Increase Performance Using Spark and Impala
Support for Apache Spark
brings massively parallel in-memory processing to the Cleanse Data,
Transform Data, and Cluster-Survive directives. Spark-enabled directives
use DataFlux EEL functions in user-written expressions. The Spark-enabled
EEL functions replace the default DS2 functions, which support MapReduce.
The SAS Data Management Accelerator for Spark manages processing in
Hadoop.
Support for Cloudera
Impala brings Impala SQL processing to the directives Query or Join,
Sort and De-Duplicate, and Run a Hadoop SQL Program. User-written
expressions use Impala SQL functions instead of the default HiveQL
functions.
Spark and Impala can
be enabled by default for new directives. Individual directives can
override the default and always use Spark or MapReduce, or Impala
or Hive.
Impala is enabled in
the Configuration window, in the Hadoop
Configuration panel.
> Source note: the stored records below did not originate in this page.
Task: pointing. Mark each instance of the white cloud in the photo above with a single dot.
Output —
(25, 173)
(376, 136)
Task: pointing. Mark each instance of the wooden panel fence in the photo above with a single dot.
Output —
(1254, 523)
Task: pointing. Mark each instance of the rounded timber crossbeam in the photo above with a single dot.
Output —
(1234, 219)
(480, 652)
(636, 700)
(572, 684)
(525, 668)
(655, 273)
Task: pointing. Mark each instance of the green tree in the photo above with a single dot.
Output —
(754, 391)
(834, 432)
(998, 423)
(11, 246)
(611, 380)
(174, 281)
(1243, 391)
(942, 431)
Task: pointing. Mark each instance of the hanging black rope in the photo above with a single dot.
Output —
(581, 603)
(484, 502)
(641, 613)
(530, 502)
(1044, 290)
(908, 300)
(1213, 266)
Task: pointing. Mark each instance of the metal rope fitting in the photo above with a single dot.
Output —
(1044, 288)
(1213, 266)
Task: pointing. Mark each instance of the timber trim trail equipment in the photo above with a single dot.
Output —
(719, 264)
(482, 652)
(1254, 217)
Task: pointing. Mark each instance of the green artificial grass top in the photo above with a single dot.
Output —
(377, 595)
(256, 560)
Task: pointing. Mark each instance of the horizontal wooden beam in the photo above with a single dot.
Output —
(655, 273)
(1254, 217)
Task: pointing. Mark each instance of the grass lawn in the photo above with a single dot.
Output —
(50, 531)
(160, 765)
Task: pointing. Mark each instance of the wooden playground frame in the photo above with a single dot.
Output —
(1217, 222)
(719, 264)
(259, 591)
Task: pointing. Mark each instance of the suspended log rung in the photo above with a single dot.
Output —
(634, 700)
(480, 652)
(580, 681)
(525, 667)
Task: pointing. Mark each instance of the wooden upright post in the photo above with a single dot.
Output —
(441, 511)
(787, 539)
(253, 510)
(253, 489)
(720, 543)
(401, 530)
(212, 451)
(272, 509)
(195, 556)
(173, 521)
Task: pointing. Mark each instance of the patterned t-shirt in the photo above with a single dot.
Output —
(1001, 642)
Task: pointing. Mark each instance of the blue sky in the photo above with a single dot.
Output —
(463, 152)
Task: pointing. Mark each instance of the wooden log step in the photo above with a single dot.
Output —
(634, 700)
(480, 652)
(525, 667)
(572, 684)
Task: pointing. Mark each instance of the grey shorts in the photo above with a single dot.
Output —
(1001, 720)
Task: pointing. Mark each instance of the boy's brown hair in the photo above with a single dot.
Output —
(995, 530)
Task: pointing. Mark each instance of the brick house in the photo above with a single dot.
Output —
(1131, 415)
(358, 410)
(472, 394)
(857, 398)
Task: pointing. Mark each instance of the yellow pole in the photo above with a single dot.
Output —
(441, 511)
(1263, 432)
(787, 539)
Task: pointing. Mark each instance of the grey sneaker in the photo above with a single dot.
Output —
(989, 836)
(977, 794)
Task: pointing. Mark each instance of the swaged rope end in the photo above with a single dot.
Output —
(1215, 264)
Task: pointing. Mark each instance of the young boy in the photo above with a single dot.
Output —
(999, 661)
Host and Port fields
specify both the Hive and Impala servers. Test Connection buttons
validate the host and port entries and confirm the operational status
of the servers.
Spark support is enabled
by simply selecting that value in the Preferred runtime
target list box.
Saved directives that
are enabled for Spark or Impala are indicated as such in the Run Status
directive.
Saved directives that
were created before the implementation of Impala and Spark will continue
to run as usual using Hive and MapReduce.
Directive Names No Longer Use “in Hadoop”
The words “in
Hadoop” no longer appear at the end of the directive names.
In previous releases, the words appeared in the SAS Data
Loader window. The words also appeared in the names of
new directives.